Ti sta chiedendo: Manjuka éharron/Elektrosever contratto - KEDS, colpisce l'opposizione con parole Kurti

Sabato scorso, l'inviato speciale dell'Unione europea per il dialogo Kosovo-Serbia, Miroslav Lajcak, ha annunciato la firma del contratto tra la compagnia serba Elektrosever e KDS. Il vice primo ministro del Kosovo Besnik Bislimi ha chiamato lunedì la firma del contratto tra Elektroseverer e la società di distribuzione del potere del Kosovo (KEDS), un altro passo verso la normalizzazione della fornitura [...]
sabato, Unione europea Per il dialogo Kosovo-Serbia, Miroslav Lajcak, ha annunciato la firma del contratto tra la compagnia serba Elektrosever e KED.
Il vice primo ministro del Kosovo Besnik Bislimi ha chiamato lunedì la firma del contratto tra Elektroseverer e la Società di distribuzione di energia del Kosovo (KEDS), un altro passo verso la normalizzazione dell'offerta di elettricità e l'emissione di bollette ai cittadini nei quattro comuni della maggioranza serba nel Kosovo settentrionale.
E quando non sono passate 24 ore, il portavoce VV Arlind Manjuka ha ricordato la dichiarazione di Kurti che Vucciq sta implorando l'opposizione del Kosovo.
Manjuka scrive:
Ti sta cercando. Ti ama.
Il dibattito parlamentare si è svolto nell'Assemblea del Kosovo settimane fa sul dialogo con i parlamentari prima che i deputati, ha riferito il primo ministro Kurti.

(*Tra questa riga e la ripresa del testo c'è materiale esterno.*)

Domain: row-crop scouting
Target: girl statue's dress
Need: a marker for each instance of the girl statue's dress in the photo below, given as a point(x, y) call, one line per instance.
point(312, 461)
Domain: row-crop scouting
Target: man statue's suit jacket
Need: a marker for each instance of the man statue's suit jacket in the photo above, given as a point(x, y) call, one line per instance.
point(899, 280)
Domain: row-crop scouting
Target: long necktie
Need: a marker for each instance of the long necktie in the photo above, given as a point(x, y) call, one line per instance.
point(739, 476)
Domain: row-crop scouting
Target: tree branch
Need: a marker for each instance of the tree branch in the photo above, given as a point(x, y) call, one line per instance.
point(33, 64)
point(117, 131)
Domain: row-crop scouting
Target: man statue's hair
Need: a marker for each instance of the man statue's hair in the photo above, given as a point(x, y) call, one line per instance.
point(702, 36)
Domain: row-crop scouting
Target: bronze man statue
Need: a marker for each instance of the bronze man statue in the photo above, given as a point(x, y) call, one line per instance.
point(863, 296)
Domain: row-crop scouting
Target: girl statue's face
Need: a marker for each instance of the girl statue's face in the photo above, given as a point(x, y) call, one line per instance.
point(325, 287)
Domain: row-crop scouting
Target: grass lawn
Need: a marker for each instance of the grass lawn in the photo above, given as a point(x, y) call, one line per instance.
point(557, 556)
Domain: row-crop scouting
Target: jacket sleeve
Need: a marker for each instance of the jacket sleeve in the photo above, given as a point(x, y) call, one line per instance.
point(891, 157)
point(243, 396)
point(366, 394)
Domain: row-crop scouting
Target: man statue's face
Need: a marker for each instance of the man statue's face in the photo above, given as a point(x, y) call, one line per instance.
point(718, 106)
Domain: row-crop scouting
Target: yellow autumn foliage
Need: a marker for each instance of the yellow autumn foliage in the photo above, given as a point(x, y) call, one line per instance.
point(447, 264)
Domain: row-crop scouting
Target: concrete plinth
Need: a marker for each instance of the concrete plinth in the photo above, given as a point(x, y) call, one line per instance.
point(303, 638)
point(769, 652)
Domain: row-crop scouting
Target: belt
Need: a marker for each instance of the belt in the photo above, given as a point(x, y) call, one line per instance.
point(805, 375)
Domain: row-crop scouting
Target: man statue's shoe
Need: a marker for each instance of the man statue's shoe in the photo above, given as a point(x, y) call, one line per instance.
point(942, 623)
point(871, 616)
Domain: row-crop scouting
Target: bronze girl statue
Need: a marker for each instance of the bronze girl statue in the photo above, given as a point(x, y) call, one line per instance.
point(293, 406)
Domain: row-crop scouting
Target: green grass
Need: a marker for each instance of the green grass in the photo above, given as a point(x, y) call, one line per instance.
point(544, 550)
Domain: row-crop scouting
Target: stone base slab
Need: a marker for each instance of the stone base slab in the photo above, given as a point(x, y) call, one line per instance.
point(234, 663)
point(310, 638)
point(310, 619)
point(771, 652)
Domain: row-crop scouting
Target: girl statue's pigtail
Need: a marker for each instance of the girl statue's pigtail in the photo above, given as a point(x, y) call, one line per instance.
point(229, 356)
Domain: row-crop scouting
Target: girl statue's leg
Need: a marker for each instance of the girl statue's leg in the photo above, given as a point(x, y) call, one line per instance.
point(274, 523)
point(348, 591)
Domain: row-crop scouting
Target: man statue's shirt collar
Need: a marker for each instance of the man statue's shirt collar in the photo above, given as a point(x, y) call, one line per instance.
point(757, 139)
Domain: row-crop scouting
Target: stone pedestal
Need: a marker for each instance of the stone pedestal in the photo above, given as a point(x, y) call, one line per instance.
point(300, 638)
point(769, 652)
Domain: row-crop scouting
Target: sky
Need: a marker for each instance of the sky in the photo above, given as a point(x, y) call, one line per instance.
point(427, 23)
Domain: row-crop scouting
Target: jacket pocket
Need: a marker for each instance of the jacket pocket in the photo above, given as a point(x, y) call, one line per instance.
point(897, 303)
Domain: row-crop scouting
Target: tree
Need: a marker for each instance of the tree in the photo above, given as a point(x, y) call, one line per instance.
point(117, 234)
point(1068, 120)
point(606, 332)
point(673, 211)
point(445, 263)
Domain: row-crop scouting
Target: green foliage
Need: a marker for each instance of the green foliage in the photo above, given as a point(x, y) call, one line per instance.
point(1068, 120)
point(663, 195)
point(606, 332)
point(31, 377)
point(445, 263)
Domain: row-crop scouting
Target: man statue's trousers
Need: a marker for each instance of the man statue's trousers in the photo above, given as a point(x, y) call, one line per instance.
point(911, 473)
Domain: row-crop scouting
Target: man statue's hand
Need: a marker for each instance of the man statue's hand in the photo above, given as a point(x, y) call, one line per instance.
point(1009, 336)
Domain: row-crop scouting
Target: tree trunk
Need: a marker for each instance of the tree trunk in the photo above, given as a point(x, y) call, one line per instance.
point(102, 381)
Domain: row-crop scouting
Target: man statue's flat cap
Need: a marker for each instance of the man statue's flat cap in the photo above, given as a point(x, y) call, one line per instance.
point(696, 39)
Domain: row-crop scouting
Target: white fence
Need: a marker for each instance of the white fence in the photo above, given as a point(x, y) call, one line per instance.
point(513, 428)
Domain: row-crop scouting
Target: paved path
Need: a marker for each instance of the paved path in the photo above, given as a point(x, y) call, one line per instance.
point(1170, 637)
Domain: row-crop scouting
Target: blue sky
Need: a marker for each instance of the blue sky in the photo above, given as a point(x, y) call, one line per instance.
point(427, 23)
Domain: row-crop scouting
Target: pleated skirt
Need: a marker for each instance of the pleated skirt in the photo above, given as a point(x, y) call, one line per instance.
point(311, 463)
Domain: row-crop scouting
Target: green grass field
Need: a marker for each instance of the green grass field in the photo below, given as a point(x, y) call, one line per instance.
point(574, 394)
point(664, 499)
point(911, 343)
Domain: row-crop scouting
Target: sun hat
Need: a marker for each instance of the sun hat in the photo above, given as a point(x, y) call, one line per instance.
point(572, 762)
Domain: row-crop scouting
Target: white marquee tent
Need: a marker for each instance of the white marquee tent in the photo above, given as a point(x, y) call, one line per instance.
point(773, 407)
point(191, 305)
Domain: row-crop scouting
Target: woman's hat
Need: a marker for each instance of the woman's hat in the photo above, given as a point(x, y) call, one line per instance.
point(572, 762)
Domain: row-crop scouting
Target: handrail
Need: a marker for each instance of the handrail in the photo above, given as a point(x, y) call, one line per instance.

Alla fine dell'indirizzo di apertura, il primo ministro Kurti ha affrontato l'opposizione che Aleksandar Vuciq lascia l'accordo con lui perché ha fatto 3 volte di fila, febbraio 2023, marzo 2023, ottobre 2023. Mentre una volta firmarono accordi con funzionari governativi del Kosovo.
Vuciq stesso aveva anche dichiarato un'intervista che vuole l'accordo entro il 2013 e il 2015 o niente. E questo non è solo qualcosa di concreto. C'e' un motivo per cui vuole farlo come se ci fosse un motivo per cui non ama Kurt.
Perche'?
- Perché le elezioni della Serbia si sono tenute in Kosovo come se fosse in Serbia.
- sono stati tenuti referenda.
- Con il crollo del governo di Kurti 1 (giugno 2020) si sono tenute le elezioni della Serbia in Kosovo.
- Non c'era alcuna reciprocità sui piatti.
- Non c'era reciprocità negli ID.
- La Serbia era sul contratto.
- La Serbia operava con targhe illegali nel nord del paese.
- Radojciq controllava il nord dalla sua villa.
- Nessuno ha sfidato la Serbia sulla questione del pagamento dell’elettricità.
- Troppo perché gli altri...
Tra le altre cose, Vuciq dopo aver chiesto il 2013 e il 2015, in un'altra dichiarazione ha detto che non c'è nulla fino a quando Kurti è al potere.
Quindi è chiaro che e perché sta cercando qualcun altro, qualcun altro lo sta amando.
A questo proposito, il giornalista Lirim Mehmetaj ha reagito, chi chiede che éa viva in mondi paralleli o non scrupolosi, scrivendo:
Vivono in mondi paralleli, o sono senza scrupoli?
Non sono passate nemmeno 24 ore dal momento che è stato annunciato che il Kosovo e la Serbia continuano a finalizzare l’accordo sull’energia, procedendo con il prossimo passo in cui il Kosovo dà il diritto alla compagnia statale serba Elektroseveri di fare la distribuzione e la fatturazione di elettricità per i comuni della maggioranza serba nel nord, e ora risulta che Vucic sta avendo difficoltà a raggiungere un accordo con Kurti.
Elektrosever, che è la Serbia stessa, vedrà che in una parte considerevole del territorio del Kosovo, raccoglierà bollette per conto della Serbia per i residenti del Kosovo.
La Serbia fornirà elettricità ai comuni del Kosovo e i cittadini risponderanno al pagamento della Serbia.
Per fare questo, useranno la rete kosovara (KEDS), che essi sostengono come loro, poiché dicono che il Kosovo fa parte della Serbia.
Albin Kurti ha raggiunto questo accordo con Aleksandar Vucic, e va fuori e dice che Vucic sta cercando gli altri.
Chi hanno preso gli altri? Coloro che attraverso Rambouille hanno assicurato conchiglia e liberazione e attraverso Vienna hanno assicurato l'indipendenza? Stai chiedendo loro?
È vero che con gli altri, la Serbia ha firmato. Ha firmato l'accordo di resa e l'accettazione del ritiro delle truppe militari e di polizia dal Kosovo.